The species in question is the Siberian unicorn, whose scientific name is Elasmotherium sibiricum. And up until now, it was thought to have been extinct for more than 350,000 years. But a newly carbon-dated fossilized skull, excavated from Kazakhstan, shows that dating was off by more than 300,000 years. Also, the Siberian unicorn was more closely related to a rhino than a horse—the difference being its extremely long horn, hence, its “unicorn” moniker.
“Most likely, the south of Western Siberia was a refugium, where this rhino persevered the longest in comparison with the rest of its range,” Shpansky stated of the animal’s ability to survive for much longer than originally though, according to Forbes. “There is another possibility that it could migrate and dwell for a while in the more southern areas.”

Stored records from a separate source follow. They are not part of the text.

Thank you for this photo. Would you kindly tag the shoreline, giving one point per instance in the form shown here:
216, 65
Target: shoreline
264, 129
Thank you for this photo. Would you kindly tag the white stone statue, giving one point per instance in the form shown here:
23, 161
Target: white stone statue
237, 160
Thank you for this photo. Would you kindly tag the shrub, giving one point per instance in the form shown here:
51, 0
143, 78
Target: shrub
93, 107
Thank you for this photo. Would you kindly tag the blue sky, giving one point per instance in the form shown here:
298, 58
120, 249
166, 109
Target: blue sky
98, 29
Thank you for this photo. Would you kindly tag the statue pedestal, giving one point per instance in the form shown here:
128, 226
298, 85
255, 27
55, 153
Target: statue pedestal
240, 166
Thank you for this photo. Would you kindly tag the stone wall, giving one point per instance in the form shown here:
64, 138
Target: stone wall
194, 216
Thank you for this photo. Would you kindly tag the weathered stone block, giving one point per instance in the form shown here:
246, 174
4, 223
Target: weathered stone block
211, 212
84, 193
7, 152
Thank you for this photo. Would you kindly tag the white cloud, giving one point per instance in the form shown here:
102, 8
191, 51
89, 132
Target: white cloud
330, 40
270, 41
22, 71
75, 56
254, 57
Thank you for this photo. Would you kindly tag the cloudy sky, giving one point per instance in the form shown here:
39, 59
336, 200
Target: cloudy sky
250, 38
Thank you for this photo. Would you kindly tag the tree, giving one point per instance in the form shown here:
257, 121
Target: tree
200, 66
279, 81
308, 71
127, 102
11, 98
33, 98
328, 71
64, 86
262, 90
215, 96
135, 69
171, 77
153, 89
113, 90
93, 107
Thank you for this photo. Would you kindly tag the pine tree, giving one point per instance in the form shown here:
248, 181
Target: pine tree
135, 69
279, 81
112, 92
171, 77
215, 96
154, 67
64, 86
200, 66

These “unicorns” were also a lot bigger than what we’ve come to expect from their fictional portrayals; in fact, as Science Alert points out, their size was actually closer to that of a woolly mammoth than a horse, measuring an estimated six feet tall and 15 feet long and weighing about 9,000 pounds. That’s actually twice the weight of an average white rhinoceros, FYI.
So while real unicorns didn’t quite fit our fairytale ideals about what unicorns are “supposed” to look like, it’s still really cool that they existed. And hey, paleontology only goes so far, right? You can’t detect magical abilities from 29,000 years ago using bones. We’re just saying.